= PACE (communication methodology) =

Primary, alternate, contingency and emergency (PACE) is a methodology used to build a communication plan. The method requires the author to determine the different stakeholders or parties that need to communicate and then determine, if possible, the best four, different, redundant forms of communication between each of those parties. Ideally, each method will be completely separate and independent of the other systems of communication; failure of any component/process in one should not affect any other means to communicate.

PACE also defines the priority of communications systems. According to the United States Army, a PACE communication plan "designates the order in which an element will move through available communications systems until contact can be established with the desired distant element.". Agreed upon triggers inform parties when to move to another form.
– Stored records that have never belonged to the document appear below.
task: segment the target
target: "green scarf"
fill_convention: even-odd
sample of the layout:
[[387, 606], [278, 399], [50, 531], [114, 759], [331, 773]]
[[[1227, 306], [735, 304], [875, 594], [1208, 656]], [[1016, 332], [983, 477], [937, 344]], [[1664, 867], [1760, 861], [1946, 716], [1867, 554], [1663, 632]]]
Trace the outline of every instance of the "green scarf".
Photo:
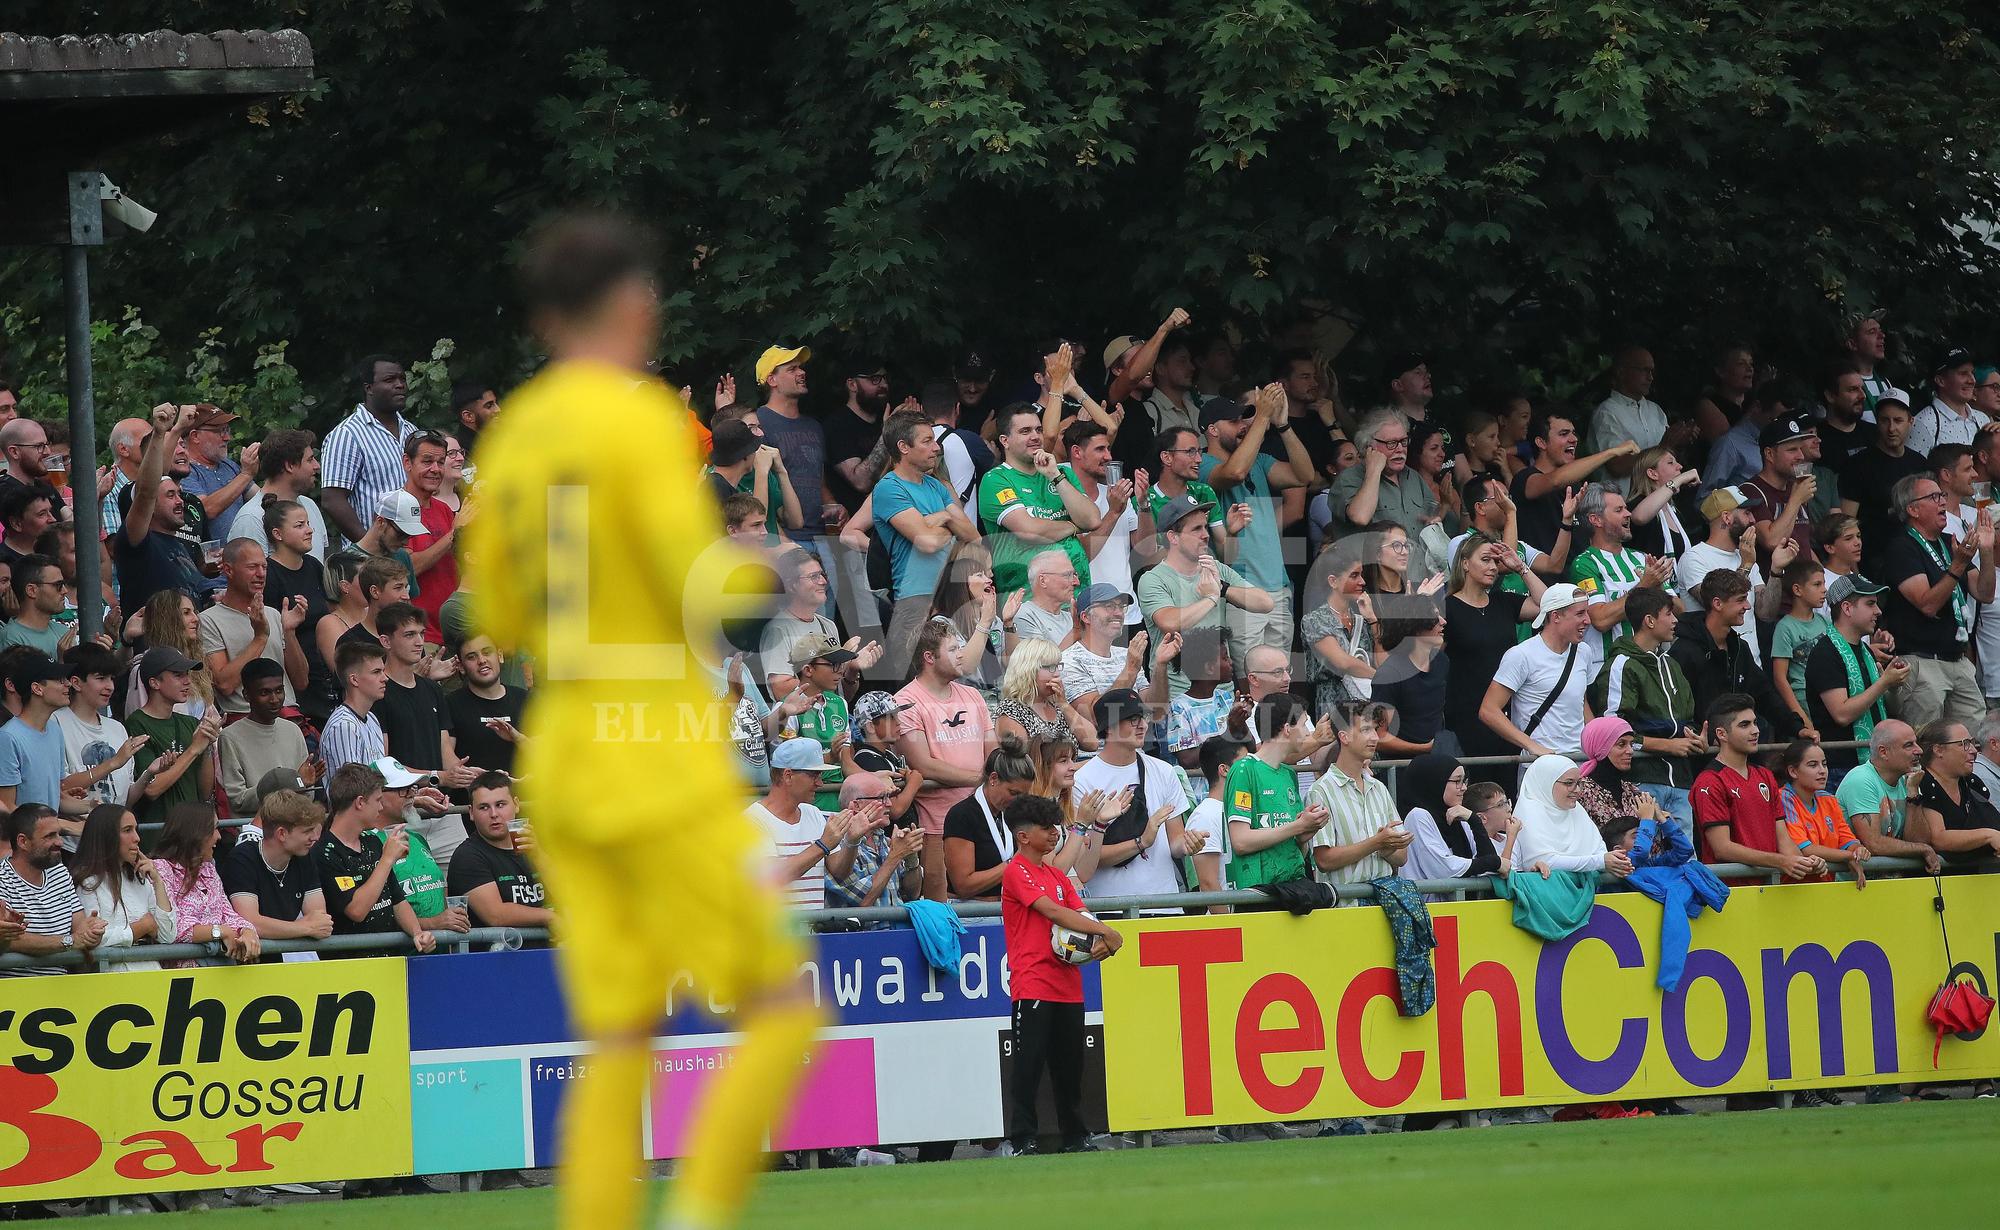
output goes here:
[[[1838, 629], [1827, 633], [1826, 639], [1833, 646], [1833, 651], [1840, 655], [1840, 664], [1847, 668], [1847, 694], [1859, 696], [1873, 687], [1879, 674], [1875, 669], [1875, 655], [1864, 650], [1856, 657], [1854, 646], [1847, 643], [1847, 638]], [[1854, 719], [1854, 737], [1866, 743], [1869, 736], [1875, 733], [1875, 723], [1888, 720], [1888, 707], [1877, 696], [1875, 703], [1863, 709], [1861, 716]]]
For each method, the receiver must first sense which one the sender is using and then respond, thus monitoring of more than one means is required.
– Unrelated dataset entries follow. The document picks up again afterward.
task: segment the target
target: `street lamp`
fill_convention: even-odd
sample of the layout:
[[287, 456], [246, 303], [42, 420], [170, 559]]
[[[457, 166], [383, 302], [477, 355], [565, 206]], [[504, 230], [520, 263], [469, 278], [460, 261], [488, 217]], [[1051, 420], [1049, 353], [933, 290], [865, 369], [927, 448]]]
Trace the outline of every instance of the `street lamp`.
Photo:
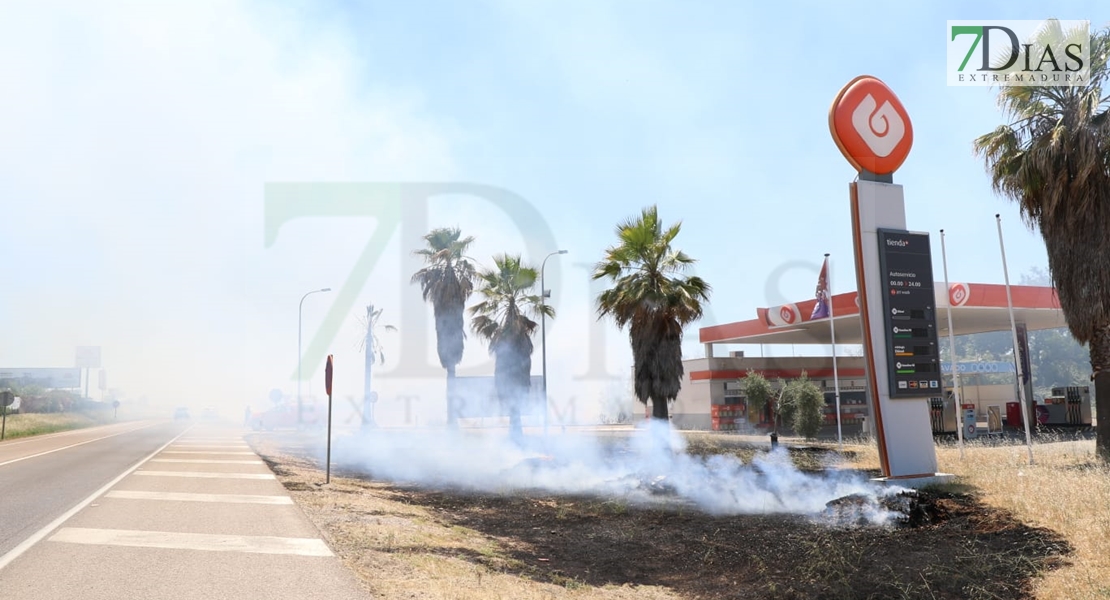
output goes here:
[[540, 353], [543, 365], [543, 435], [547, 437], [547, 297], [551, 291], [544, 285], [543, 270], [547, 267], [547, 259], [556, 254], [566, 254], [566, 250], [556, 250], [543, 257], [540, 263]]
[[297, 305], [297, 425], [301, 425], [303, 422], [303, 409], [301, 408], [301, 315], [304, 313], [304, 299], [312, 294], [330, 291], [331, 288], [312, 290], [301, 296], [301, 303]]

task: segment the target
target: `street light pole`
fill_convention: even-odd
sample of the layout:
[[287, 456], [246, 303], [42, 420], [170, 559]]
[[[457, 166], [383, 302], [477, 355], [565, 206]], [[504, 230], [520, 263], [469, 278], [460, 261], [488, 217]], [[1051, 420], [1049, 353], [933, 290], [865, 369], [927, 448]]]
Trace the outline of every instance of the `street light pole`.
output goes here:
[[330, 292], [331, 288], [322, 288], [319, 290], [312, 290], [301, 296], [301, 302], [297, 305], [297, 425], [303, 424], [303, 408], [301, 407], [301, 315], [304, 313], [304, 299], [312, 294], [320, 292]]
[[547, 259], [555, 256], [556, 254], [566, 254], [566, 250], [556, 250], [551, 254], [543, 257], [543, 262], [540, 263], [540, 355], [541, 363], [543, 365], [543, 435], [547, 437], [547, 285], [544, 283], [544, 269], [547, 267]]

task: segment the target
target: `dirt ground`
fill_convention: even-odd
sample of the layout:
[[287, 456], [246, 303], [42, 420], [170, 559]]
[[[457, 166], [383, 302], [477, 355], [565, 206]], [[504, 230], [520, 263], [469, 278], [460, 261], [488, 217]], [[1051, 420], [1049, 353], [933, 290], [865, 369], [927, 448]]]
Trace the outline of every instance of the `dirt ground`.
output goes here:
[[[817, 519], [717, 517], [680, 503], [474, 494], [358, 473], [333, 472], [323, 486], [299, 447], [252, 443], [384, 598], [1028, 598], [1033, 578], [1070, 552], [1058, 534], [954, 486], [901, 498], [906, 518], [890, 526], [856, 523], [850, 497]], [[795, 451], [795, 462], [812, 465], [813, 452]]]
A PACE-based communication plan exists for a specific mission or task, not a specific unit, because the plan must consider both intra- and inter-unit sharing of information. An organization may have multiple plans for different situations, activities, and/or partners.

== Order and scope ==
The PACE plan system is expressed as an order of communication precedence list;
- primary,
- alternate,
- contingency, and
- emergency.
The first is usually the best, more reliable, most used, fastest, and highest bandwidth of the options. The last is usually the most time-consuming, costly, and inconvenient. For example, the plan does not designate such things as the exact radio channel or talk group to be used if you are using a radio, but the order in which you would plan to use the radio, then telephone, then email, then courier, and/or whatever agreed upon method of communications between groups.

A PACE plan is not a frequency plan (which details frequency allocation and radio spectrum characteristics) or band plan (to avoid interference) or channel plan (which details which channels users listen/talk upon) or deployment plan (which details the users' radios types and locations).

== Development of PACE plans ==
Developing a PACE plan is a collaborative effort balancing operational needs and communications options. It must consider users, technology, security/privacy risks, time, quality, training/practice, and cost.

Emergency management and communications managers should coordinate the development of PACE plans for the many different functions and departments within your organization to ensure that Incident Command can maintain critical communication links. Departmental PACE plans should be coordinated with emergency management and the communications team. It is critical that individual departments nest their plan within the larger Emergency Plan to ensure that the organization has the resources to execute the plan and reduce unnecessary duplication of assets. Developing comprehensive PACE plans will not ensure perfect communications in a disaster, but may help to clear one more layer in the fog and friction found in every emergency situation.